Colombia's government and leftist FARC rebels resume peace talks in Cuba on Monday after a three-week break, under pressure to finally end their decades-long conflict.
The longtime rivals launched the negotiations in October, their fourth attempt in three decades to end a conflict that has left 600,000 people dead, 15,000 missing and four million displaced since 1964.
After a holiday break on December 22, the talks take on increasing urgency this year, as President Juan Manuel Santos has warned that the negotiations must conclude by November.
Chief government negotiator Humberto de la Calle said Sunday that Bogota wanted to pick up the pace of its negotiations with Marxist FARC rebels.
"We really need to get things moving. I want to make that known to people in general, as well as to the FARC," former vice president de la Calle told reporters before his departure for Havana.
The guerrilla group declared a unilateral ceasefire until January 20, but the government has accused them of failing to respect it by planting landmines and attacking civilians and soldiers. It has continued its offensive against the rebels.
"The Colombian public forces will continue to tirelessly pursue criminals, as the constitution and all the Colombian people demand," Defense Minister Juan Carlos Pinzon said Friday. "It does not matter whether they are FARC terrorists" or criminal gangs, he added.
The Marxist rebels have said they will not extend their ceasefire unless the government declares one too.
The Revolutionary Armed Forces of Colombia (FARC) took up arms in 1964 to protest against the concentration of land ownership in the country, but a string of military defeats has cut its ranks to 9,000 -- half of what it was in the late 1990s.
The key issue in the dispute, rural development, will be on the agenda when talks resume on Monday.

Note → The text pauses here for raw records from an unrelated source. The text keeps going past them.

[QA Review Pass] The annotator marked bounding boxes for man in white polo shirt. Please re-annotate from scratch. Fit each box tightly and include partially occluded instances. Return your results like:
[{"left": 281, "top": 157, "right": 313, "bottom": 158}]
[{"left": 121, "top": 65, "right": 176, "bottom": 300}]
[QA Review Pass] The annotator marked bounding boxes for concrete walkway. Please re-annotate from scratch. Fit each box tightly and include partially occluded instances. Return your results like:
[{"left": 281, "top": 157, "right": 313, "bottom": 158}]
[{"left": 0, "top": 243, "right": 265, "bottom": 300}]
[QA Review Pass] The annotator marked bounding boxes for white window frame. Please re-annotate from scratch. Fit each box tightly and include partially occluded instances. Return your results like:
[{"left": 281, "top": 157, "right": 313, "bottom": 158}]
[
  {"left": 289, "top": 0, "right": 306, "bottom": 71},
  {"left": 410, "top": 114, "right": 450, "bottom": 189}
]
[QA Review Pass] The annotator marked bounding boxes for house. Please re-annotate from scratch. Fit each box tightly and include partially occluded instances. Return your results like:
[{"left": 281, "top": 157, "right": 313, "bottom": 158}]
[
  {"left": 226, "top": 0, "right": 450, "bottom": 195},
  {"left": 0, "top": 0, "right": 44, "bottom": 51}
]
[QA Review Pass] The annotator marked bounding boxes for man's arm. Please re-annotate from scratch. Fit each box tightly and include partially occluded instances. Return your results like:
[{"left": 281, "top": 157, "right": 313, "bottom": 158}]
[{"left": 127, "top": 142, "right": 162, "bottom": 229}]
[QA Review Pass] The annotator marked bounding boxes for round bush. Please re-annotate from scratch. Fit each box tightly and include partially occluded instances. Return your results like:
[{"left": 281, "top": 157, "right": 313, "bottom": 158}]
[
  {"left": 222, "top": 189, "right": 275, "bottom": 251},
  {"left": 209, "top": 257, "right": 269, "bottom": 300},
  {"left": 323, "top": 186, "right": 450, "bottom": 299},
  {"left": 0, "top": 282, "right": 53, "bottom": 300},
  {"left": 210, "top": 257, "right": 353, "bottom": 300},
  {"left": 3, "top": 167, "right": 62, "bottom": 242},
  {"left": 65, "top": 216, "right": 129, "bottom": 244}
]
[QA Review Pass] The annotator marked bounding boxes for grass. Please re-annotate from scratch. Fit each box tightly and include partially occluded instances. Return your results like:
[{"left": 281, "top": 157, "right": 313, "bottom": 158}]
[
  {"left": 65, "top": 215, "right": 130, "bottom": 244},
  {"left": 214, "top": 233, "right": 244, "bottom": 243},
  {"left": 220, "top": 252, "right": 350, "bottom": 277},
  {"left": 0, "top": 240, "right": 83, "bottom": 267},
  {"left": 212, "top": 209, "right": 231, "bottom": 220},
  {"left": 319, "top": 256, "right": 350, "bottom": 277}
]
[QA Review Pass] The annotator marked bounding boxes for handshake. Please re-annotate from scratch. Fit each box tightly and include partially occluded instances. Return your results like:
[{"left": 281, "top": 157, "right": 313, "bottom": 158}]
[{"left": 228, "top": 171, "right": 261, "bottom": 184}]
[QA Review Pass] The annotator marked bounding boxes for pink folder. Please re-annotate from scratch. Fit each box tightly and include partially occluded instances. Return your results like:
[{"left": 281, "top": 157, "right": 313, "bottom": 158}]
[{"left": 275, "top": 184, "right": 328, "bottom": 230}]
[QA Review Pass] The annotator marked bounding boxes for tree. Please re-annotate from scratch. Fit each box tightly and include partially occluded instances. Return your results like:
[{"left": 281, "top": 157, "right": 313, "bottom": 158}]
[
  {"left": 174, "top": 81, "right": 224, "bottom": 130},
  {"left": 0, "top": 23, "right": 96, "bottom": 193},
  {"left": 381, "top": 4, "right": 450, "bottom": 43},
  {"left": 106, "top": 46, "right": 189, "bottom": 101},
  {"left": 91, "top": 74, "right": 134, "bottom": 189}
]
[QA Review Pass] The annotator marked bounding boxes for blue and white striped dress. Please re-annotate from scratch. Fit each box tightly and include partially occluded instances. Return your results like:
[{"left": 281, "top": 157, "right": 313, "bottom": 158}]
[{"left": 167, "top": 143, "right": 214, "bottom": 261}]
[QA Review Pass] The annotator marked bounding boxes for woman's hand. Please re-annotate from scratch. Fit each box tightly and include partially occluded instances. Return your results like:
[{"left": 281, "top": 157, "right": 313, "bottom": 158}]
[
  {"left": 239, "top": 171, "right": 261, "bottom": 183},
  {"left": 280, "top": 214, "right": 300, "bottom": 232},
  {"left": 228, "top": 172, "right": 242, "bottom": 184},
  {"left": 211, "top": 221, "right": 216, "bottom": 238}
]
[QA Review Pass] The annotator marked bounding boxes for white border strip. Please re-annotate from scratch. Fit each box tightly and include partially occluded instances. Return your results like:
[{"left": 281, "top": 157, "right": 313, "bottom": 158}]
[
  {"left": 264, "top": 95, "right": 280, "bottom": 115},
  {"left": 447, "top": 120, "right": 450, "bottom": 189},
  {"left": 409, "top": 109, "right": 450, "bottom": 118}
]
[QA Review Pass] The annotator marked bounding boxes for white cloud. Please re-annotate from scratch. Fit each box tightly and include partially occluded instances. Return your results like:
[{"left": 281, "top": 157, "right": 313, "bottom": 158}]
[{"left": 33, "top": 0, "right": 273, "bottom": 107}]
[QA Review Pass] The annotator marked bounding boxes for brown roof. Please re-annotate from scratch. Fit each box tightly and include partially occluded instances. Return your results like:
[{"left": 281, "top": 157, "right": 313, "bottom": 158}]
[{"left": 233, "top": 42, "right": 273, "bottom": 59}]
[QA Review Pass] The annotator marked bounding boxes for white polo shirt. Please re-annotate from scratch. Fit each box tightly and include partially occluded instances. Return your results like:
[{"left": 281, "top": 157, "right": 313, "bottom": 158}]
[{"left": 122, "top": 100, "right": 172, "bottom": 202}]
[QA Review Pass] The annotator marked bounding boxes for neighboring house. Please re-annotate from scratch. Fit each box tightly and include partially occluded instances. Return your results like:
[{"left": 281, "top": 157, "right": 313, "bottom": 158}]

Christian Voelkel, an expert on Colombia at the independent International Crisis Group, said it was difficult to predict when the first preliminary agreements will be announced since the talks are behind closed doors.
"But, without a doubt, pressure will increase in 2013 for the negotiation to show results due to the deadline given by President Juan Manuel Santos and the country's expectations," Voelkel said.
In addition to land reform, the negotiations will include drug trafficking, political participation, disarmament and victims' rights.
Venezuelan President Hugo Chavez was considered a key facilitator in the process, but the ailing leftist leader has been out of the public eye since undergoing a fourth round of cancer surgery in Havana on December 11.
"President Chavez, from his sickbed, has had the courtesy of intervening during some difficult moments, contributing with his enormous prestige to smooth things over," a rebel commander, Mauricio Jaramillo, said last week.
Santos said his Venezuelan counterpart has been a "key person" in the talks, and "for this reason I wish him well, because we really need him."
Political analyst Fernando Giraldo said Chavez is trusted by both Santos and the FARC and his absence creates a less favorable environment.
"Chavez's opinion counts a lot for the FARC leadership and it is unclear whether another leader would have the same influence," Giraldo said.